Using `TabTransformer` as the `deeptabular` component

In [15]:
# for TabTransformer we only need the names of the columns
cat_embed_cols_for_transformer = [el[0] for el in cat_embed_cols]

In [16]:
cat_embed_cols_for_transformer

['education', 'relationship', 'workclass', 'occupation', 'native_country']

In [17]:
# deeptabular
tab_preprocessor = TabPreprocessor(embed_cols=cat_embed_cols_for_transformer, 
                                   continuous_cols=continuous_cols, 
                                   for_tabtransformer=True)
X_tab = tab_preprocessor.fit_transform(df)



In [18]:
wide = Wide(wide_dim=np.unique(X_wide).shape[0], pred_dim=1)
deeptabular = TabTransformer(column_idx=tab_preprocessor.column_idx,
                             embed_input=tab_preprocessor.embeddings_input,
                             continuous_cols=continuous_cols)
model = WideDeep(wide=wide, deeptabular=deeptabular)

In [19]:
trainer = Trainer(model, objective='binary', metrics=[Accuracy, Precision])

In [21]:
trainer.fit(X_wide=X_wide, X_tab=X_tab, target=target, n_epochs=2, batch_size=512, val_split=0.2)

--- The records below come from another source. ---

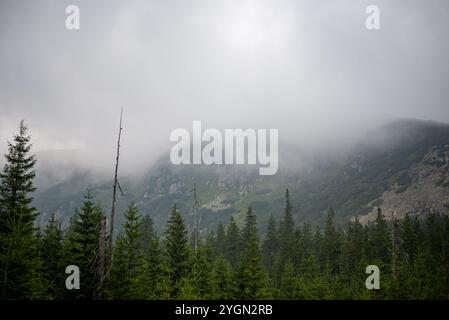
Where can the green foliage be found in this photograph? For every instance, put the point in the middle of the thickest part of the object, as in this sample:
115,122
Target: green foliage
177,252
83,240
19,261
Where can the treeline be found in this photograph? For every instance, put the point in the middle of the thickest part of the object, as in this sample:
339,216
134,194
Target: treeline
290,262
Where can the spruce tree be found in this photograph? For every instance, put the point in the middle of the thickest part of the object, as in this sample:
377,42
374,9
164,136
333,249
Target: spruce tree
270,246
177,251
287,232
18,251
83,246
233,243
251,275
51,252
128,259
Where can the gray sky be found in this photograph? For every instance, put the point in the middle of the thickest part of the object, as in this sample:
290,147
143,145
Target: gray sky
309,68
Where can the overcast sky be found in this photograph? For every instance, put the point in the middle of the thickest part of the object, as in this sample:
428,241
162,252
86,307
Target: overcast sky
309,68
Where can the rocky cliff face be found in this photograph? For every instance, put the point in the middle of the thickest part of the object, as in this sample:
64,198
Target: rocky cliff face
421,189
402,167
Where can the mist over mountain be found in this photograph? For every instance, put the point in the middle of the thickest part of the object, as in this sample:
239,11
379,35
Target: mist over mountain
401,167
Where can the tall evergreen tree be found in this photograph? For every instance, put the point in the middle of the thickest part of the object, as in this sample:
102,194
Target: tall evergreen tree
287,232
220,241
233,243
331,247
18,258
51,252
83,246
270,246
177,251
128,256
251,275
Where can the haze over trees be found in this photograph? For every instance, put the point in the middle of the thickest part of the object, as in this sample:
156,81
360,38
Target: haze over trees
233,262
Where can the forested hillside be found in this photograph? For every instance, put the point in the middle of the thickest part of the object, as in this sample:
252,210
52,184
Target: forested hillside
233,261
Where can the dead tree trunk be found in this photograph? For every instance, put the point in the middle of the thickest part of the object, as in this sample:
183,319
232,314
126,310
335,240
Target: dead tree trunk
196,219
114,192
101,258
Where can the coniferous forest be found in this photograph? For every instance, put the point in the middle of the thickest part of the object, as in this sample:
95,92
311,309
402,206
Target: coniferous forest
233,262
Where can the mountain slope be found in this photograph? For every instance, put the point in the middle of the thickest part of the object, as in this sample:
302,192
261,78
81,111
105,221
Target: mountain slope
401,167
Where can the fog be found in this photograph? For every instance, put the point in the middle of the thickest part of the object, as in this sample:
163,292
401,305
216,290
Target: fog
308,68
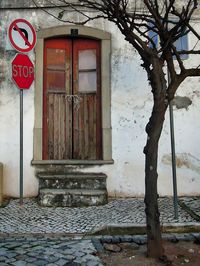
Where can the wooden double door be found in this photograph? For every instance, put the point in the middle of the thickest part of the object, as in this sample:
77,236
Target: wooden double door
72,100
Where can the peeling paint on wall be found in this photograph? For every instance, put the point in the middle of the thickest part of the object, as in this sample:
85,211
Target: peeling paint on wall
182,102
183,160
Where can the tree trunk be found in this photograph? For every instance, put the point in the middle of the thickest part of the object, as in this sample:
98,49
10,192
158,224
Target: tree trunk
153,129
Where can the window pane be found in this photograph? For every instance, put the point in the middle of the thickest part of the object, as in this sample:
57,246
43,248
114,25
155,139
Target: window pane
87,81
87,59
56,58
55,80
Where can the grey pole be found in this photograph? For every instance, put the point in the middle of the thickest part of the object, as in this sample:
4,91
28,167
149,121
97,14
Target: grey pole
21,147
173,152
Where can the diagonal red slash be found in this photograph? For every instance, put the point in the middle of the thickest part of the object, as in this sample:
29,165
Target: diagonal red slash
22,35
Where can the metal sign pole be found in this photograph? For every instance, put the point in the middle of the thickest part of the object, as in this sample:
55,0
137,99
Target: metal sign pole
21,147
173,152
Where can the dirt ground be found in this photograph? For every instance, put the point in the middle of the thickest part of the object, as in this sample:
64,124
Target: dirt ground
125,254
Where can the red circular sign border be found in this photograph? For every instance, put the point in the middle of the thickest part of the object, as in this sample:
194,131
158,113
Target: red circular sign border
11,38
20,88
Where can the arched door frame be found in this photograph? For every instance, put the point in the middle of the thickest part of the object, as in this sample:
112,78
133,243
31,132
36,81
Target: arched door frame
80,31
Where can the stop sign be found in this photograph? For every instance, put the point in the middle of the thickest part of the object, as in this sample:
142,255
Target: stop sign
22,71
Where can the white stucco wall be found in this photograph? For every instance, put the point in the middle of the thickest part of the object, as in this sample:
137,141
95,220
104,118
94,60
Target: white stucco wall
131,107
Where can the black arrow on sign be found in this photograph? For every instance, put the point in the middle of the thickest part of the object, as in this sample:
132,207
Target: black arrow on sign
24,31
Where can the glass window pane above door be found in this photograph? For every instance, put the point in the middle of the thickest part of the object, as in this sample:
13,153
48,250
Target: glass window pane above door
55,80
87,81
87,59
56,59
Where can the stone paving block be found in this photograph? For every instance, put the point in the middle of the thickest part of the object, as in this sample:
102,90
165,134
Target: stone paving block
61,262
3,259
19,263
40,263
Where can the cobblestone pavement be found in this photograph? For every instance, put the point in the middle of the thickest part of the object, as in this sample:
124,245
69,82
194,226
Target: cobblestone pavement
192,205
31,218
34,235
47,251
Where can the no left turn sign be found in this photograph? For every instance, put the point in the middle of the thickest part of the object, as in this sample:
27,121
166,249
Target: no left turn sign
22,35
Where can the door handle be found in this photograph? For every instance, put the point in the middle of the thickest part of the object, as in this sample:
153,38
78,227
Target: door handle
75,98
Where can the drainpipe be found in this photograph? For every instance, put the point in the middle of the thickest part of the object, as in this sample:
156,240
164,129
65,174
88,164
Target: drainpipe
1,184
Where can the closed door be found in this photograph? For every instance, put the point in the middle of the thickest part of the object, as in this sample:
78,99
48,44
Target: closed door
72,100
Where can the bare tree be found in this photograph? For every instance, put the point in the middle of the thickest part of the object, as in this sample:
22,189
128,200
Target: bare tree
169,20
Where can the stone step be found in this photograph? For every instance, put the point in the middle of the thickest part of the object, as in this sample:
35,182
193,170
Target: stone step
72,197
92,181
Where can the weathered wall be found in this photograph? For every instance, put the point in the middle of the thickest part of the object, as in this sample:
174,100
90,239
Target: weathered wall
131,107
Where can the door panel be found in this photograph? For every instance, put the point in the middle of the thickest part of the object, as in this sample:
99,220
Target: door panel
71,100
87,121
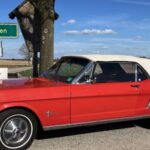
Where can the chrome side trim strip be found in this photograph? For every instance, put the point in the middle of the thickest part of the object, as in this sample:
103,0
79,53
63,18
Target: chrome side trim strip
65,126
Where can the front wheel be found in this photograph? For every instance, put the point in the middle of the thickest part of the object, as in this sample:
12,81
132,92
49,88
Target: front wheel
18,128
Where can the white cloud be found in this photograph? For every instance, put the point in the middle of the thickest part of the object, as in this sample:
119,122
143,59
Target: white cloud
90,32
69,22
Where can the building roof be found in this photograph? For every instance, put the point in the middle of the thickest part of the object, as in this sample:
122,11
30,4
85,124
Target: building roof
144,62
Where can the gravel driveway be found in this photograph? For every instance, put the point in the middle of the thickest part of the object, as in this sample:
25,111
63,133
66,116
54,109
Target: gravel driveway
118,136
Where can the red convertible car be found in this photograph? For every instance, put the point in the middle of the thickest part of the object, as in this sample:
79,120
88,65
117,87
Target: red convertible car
77,90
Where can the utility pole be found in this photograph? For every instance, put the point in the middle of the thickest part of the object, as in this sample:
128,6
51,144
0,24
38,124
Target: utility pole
36,19
1,49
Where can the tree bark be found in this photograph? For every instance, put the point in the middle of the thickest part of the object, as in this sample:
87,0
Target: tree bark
47,16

epoch 1: 100%|██████████| 77/77 [00:14<00:00,  5.14it/s, loss=0.356, metrics={'acc': 0.8318, 'prec': 0.6798}]
valid: 100%|██████████| 20/20 [00:01<00:00, 14.60it/s, loss=0.352, metrics={'acc': 0.8361, 'prec': 0.6662}]
epoch 2: 100%|██████████| 77/77 [00:15<00:00,  5.02it/s, loss=0.353, metrics={'acc': 0.8338, 'prec': 0.6832}]
valid: 100%|██████████| 20/20 [00:01<00:00, 14.68it/s, loss=0.352, metrics={'acc': 0.8359, 'prec': 0.66}]  

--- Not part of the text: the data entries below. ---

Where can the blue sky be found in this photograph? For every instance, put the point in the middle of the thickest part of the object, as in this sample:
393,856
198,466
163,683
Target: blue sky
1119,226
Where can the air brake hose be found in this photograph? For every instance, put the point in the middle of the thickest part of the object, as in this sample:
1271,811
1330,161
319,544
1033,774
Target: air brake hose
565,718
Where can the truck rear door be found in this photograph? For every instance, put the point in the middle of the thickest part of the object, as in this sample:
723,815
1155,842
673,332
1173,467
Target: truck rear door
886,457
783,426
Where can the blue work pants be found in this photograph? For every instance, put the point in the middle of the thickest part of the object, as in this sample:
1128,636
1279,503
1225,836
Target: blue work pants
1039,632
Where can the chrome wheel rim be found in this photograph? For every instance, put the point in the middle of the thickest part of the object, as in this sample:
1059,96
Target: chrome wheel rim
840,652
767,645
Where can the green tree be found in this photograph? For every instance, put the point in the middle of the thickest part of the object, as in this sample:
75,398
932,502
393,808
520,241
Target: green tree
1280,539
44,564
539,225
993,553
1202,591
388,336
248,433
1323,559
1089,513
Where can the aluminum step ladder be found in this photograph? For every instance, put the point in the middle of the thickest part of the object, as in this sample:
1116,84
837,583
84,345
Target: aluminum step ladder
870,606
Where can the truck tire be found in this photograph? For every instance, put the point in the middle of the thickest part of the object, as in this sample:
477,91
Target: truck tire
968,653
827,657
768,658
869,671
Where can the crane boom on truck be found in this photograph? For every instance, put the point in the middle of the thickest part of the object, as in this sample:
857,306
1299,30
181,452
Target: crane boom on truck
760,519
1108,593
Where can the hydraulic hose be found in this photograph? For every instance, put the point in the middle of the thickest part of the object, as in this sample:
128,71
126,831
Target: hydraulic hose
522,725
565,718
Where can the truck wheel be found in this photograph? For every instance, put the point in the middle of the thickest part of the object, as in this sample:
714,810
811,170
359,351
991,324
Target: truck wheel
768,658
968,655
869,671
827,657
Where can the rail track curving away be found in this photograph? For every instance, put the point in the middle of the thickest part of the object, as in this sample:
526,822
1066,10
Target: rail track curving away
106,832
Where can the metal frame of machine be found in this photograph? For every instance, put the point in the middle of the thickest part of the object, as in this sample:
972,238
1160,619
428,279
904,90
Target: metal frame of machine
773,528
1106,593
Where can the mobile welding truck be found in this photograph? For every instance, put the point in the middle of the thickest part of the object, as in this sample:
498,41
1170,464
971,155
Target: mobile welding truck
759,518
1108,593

Also mentioning that one could build a model with the individual components independently. For example, a model comprised only by the `wide` component would be simply a linear model. This could be attained by just:

In [22]:
model = WideDeep(wide=wide)

In [23]:
trainer = Trainer(model, objective='binary', metrics=[Accuracy, Precision])

In [24]:
trainer.fit(X_wide=X_wide, target=target, n_epochs=5, batch_size=64, val_split=0.2)

epoch 1: 100%|██████████| 611/611 [00:03<00:00, 160.60it/s, loss=0.603, metrics={'acc': 0.6775, 'prec': 0.3213}]
valid: 100%|██████████| 153/153 [00:00<00:00, 212.39it/s, loss=0.483, metrics={'acc': 0.7679, 'prec': 0.528}] 
epoch 2: 100%|██████████| 611/611 [00:03<00:00, 174.65it/s, loss=0.448, metrics={'acc': 0.7904, 'prec': 0.6199}]
valid: 100%|██████████| 153/153 [00:00<00:00, 224.30it/s, loss=0.418, metrics={'acc': 0.807, 'prec': 0.6645}] 
epoch 3: 100%|██████████| 611/611 [00:03<00:00, 171.36it/s, loss=0.405, metrics={'acc': 0.8142, 'prec': 0.6749}]
valid: 100%|██████████| 153/153 [00:00<00:00, 221.29it/s, loss=0.393, metrics={'acc': 0.8231, 'prec': 0.6871}]
epoch 4: 100%|██████████| 611/611 [00:03<00:00, 174.61it/s, loss=0.386, metrics={'acc': 0.8237, 'prec': 0.6927}]
valid: 100%|██████████| 153/153 [00:00<00:00, 220.15it/s, loss=0.38, metrics={'acc': 0.8295, 'prec': 0.7002}] 
epoch 5: 100%|██████████| 611/611 [00:03<00:00, 173.50it/s, loss=0.376, metrics={'acc': 0.8269, 'prec': 

The only requisite is that the model component must be passed to `WideDeep` before "fed" to the `Trainer`. This is because the `Trainer` is coded so that it trains a model that has a parent called `model` and then children that correspond to the model components: `wide`,  `deeptabular`, `deeptext` and `deepimage`. Also, `WideDeep` builds the last connection between the output of those components and the final, output neuron(s).